Today we are witnessing rapid global sea level rise attributable mostly to climate change-driven melting of ice sheets and glaciers and thermal expansion of seawater. However, sea level change also occurs over millions of years as geological processes gradually reshape Earth’s ocean basins and change their total storage volume.

Dalton et al. home in on a period from 15 million to 6 million years ago, over which, as prior research revealed, ocean crust production dropped by 35%. This reduction, mostly resulting from a global slowdown in seafloor spreading, caused ocean basins to deepen.

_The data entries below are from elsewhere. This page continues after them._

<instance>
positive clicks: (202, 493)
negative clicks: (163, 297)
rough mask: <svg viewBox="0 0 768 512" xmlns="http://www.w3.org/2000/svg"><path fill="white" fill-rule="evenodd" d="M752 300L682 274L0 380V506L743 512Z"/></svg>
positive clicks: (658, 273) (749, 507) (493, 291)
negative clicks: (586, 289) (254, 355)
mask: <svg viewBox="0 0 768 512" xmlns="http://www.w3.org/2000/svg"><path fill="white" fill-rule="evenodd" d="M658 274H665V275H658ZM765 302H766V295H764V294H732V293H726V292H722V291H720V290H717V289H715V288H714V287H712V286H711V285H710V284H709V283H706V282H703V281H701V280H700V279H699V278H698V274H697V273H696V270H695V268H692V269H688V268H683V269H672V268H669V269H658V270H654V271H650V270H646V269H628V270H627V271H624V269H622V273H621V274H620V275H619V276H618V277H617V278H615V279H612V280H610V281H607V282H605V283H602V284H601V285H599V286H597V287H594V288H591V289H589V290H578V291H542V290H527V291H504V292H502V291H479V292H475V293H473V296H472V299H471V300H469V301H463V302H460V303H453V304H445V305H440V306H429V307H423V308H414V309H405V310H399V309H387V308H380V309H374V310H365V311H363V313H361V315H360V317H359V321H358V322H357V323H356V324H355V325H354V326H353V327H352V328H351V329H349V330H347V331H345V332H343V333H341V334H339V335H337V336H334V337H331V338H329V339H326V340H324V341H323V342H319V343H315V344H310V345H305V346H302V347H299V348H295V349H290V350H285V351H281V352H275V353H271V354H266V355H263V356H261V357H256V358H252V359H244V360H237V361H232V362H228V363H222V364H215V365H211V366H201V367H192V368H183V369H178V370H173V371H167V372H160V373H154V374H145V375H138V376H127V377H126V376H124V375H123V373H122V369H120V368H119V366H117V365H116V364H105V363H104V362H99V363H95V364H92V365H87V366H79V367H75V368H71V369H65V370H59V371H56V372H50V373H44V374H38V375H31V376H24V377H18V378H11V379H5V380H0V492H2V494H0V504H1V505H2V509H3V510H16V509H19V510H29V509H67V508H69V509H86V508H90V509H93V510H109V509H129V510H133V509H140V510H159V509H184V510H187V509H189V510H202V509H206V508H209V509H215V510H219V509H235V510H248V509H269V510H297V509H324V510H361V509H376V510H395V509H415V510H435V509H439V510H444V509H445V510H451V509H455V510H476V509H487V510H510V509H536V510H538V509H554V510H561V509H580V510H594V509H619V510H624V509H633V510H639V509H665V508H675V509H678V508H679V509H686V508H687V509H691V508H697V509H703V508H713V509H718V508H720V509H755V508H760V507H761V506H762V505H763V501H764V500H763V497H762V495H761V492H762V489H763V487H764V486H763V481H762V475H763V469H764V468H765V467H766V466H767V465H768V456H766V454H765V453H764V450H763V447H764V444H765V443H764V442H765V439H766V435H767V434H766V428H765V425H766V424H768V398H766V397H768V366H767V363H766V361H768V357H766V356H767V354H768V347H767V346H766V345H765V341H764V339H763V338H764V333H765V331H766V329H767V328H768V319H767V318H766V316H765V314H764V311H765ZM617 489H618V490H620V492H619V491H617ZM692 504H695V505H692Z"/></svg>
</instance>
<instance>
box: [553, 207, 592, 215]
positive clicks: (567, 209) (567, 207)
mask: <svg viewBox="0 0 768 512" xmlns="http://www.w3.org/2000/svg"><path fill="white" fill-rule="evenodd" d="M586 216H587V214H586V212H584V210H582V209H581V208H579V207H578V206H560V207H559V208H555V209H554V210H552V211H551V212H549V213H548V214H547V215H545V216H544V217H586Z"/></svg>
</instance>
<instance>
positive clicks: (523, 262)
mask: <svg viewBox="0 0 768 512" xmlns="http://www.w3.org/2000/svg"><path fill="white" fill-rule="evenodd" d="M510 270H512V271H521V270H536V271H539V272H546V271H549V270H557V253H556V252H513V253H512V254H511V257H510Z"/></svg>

In the new work, the researchers considered various possible initial conditions for the area and ages of ocean crust, as well as crust destruction rates, calculating that the ancient seafloor spreading slowdown would have resulted in a sea level drop of 26–32 meters. This amount is comparable to the sea level change that would result today if the entire East Antarctic Ice Sheet (Earth’s largest ice sheet) melted, but in reverse.

Related: When were sea levels highest?

In addition, the researchers calculated that heat flowing into the ocean from the hot mantle beneath would have decreased by about 8% overall from 15 million to 6 million years ago, with an even greater drop (35%) in hydrothermal flux near oceanic ridges. They suggest this drop may have caused significant changes in the ocean’s chemistry.

In previous work, some of the same researchers proposed that the 35% slowdown in crust production could have led to decreased volcanic emissions of greenhouse gases, and thus to global cooling, during the same period. If this decrease occurred, sea level could have fallen by more than 60 additional meters, thanks to thermal contraction of seawater and more water being held in continental ice sheets.

Only limited evidence of sea level changes over the past 15 million years is available from coastal rock layers. Nonetheless, the new calculations are consistent with interpretations of existing sequence stratigraphy data gathered from coastal New Jersey and offshore Nova Scotia, the researchers say.

Though this is not the first study to estimate past sea level changes on the basis of shifting plate tectonic speeds, it covers a more recent period at a finer resolution and with greater statistical certainty than most prior studies, the researchers add.